Although the district court's constitutional analysis does not appear sufficient to warrant the injunction, we need not address the merits. AMOS lacks standing because it has not shown that it has suffered an injury in fact. To establish standing, AMOS must show an injury in fact, fairly traceable to the defendant's conduct, that is likely to be redressed by a favorable decision from the court. Lujan v. Defenders of Wildlife, 504 U.S. 555, 560–61, 112 S.Ct. 2130, 119 L.Ed.2d 351 (1992). Each element of standing “must be supported in the same way as any other matter on which the plaintiff bears the burden of proof, i.e., with the manner and degree of evidence required at successive stages of the litigation.” Id. at 561, 112 S.Ct. 2130. AMOS made two evidentiary showings on summary judgment, neither of which establishes an injury in fact. That AMOS's placards and supplemental materials failed to contain a full and accurate description of the years-old late jailed electors issue is not an Article III injury, and even if it were, it is not fairly traceable to the State, only to AMOS's ignorance of the law. Further, it is not an injury to instruct election volunteers about absentee voting procedures when the volunteers are being trained in voting procedures already, as AMOS Executive Director Paul Graham conceded that the training was part of a single regularly scheduled meeting. And even if this instruction were an injury, any likely redress by this court would simply substitute a different procedure, which AMOS must teach its volunteers instead.

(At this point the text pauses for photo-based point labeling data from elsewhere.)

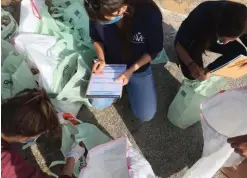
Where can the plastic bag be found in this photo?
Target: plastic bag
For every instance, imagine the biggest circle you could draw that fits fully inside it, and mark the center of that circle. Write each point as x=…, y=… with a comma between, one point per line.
x=116, y=159
x=74, y=15
x=89, y=134
x=16, y=76
x=184, y=110
x=217, y=127
x=30, y=15
x=7, y=49
x=9, y=27
x=67, y=107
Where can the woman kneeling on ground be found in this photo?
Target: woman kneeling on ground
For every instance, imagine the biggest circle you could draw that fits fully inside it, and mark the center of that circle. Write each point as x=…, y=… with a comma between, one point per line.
x=24, y=118
x=127, y=32
x=214, y=26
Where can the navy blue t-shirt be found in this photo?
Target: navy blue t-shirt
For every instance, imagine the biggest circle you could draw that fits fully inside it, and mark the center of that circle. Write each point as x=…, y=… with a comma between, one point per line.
x=146, y=33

The only other basis for standing offered by the plaintiffs is that the law compelled AMOS to divert limited resources to address the issue of late-jailed electors, but the plaintiffs have not supported this argument with specific facts apart from the two evidentiary showings.1Lujan teaches that “mere allegations” are insufficient to establish jurisdiction; at summary judgment, plaintiffs must set forth “specific facts.” 504 U.S. at 561, 112 S.Ct. 2130. If such specific facts are in the record, the plaintiffs have not pointed them out on appeal. Instead, plaintiffs rest on the conclusions reached by the district court, content to quote broadly from the district court's denial of a temporary restraining order and grant of summary judgment. These conclusions, taken separately or together, do not amount to a diversion of resources and do not constitute Article III injuries.
At bottom the Article III standing limitation prevents a plaintiff from bringing a federal suit to resolve an issue of public policy if success does not give the plaintiff (or one of an associational plaintiff's members) some relief other than the satisfaction of making the government comply with the law. The relief need not be monetary, of course. It may for instance be aesthetic, or informational. If a voter can get to the polls more easily by winning the lawsuit, or a political party can marshal its forces more effectively by winning its lawsuit, that ought to be enough for Article III. But if the armchair observer decides that the government is violating the law, and decides to stop it by suing, that is not enough. This limit would be eviscerated if an advisor or organization can be deemed to have Article III standing merely by virtue of its efforts and expense to advise others how to comport with the law, or by virtue of its efforts and expense to change the law. Plaintiffs in this case have demonstrated no more than this.